At first, my reaction was, "Ewww, what a disgusting story!" But there is certainly more to it. I used to consider adoption a noble, selfless action and I still do mostly. But I've always been a bit wary towards international, cross-racial/cultural adoption. Not necessarily more child abuse incidents, but definitely more confusion. And it is not close-minded to scrutinize the motive for international adoption. At least one wonderful American adoptive parent confessed to me that it is "simpler and easier" to adopt "healthier" children from China (than in the US).


Vanessa Beecroft, in the controversial photo "Black Madonna With Twins" showing her breast-feeding the Sudanese twins. (By Matthu Placek)

 

What irritates me more is, other than healthier babies, feeling good and celebrity PR effect, now someone attempts to twists and binds it into "art." Although this woman artist has the track of making "bad taste" art, it is rather unforgivable to exploit an already "objectivized" and "accessorized" human group.

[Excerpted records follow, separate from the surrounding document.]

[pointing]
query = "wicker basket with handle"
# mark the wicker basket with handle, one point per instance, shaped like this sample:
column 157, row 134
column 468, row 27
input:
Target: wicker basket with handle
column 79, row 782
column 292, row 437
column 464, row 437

As Karey commented, "gees, it's like she's collecting African masks to put on her wall except they are people."

But in market economy, where there is demand, there is supply. At the end, my anger is, "if you want to do it to get fame or entertain yourself, fine. Don't call it f***ing art!" But what does my anger matter? After all, they generated more GDP for the world... Sigh.

[Original Story]

From Sudan to Sundance, 'Art Star' Questions Celebrity

By William Booth
Washington Post Staff Writer
Thursday, January 24, 2008; C01

PARK CITY, Utah -- The international art star Vanessa Beecroft knows her story of vanity and obsession is controversial, because controversy is the point. She understands you might dislike her. "I totally agree," she says. "I don't like myself either."

A global art phenomenon, Beecroft is best known as the bard of bulimia (she has serious food issues) and for her infamous performance pieces in which she assembles dozens of naked women, accessorized in wigs or chains or Gucci, and displays them before an audience of elites, who sip champagne and stare.

Beecroft went to Sudan two years ago with a camera crew and photographer because, she says, she was interested in the plight of Darfur, though she concedes that she didn't know exactly where Darfur was, and never did get there.

Instead, she found herself in southern Sudan, where she visited an orphanage, found a pair of malnourished twins and offered each a breast, swollen with milk because she had left her own young child back in New York. Beecroft says she "fell in love" with the twins, that she wanted to "save" them, and began a quixotic quest to adopt the two infant boys.

Beecroft also photographed herself with the twins suckling her breasts. In an interview, she calls the work "a souvenir." The iconographic portrait, of a white-robed Madonna and two black babies, is arresting and disturbing, raising questions about celebrity, race, colonialism, international adoption. Exploitation or liberation? "There's never been anything like the double breast-feeding photo," says Jeffrey Deitch, her former dealer in New York. The photographs are for sale through her gallery in Milan. Beecroft says they sell for $50,000 each. Most of the collectors have been Americans.

This is the story told by New Zealand filmmaker Pietra Brettkelly in the world premiere of her documentary "The Art Star and the Sudanese Twins" at the Sundance Film Festival. The movie follows Beecroft from the orphanage and Dinka cattle camps in Sudan to her home on Long Island to art exhibits in Milan and Venice. At times Beecroft's behavior is appalling, her motives and methods highly questionable, but it is difficult to turn away, and the more you watch, the more you wonder: What is best for these African children -- to be adopted by a wealthy vain celebrity, an Angelina, a Madonna, a Vanessa (who admits she is a little crazy), or for the babies to live with their relatives in a hut, and take their chances with poverty and disease?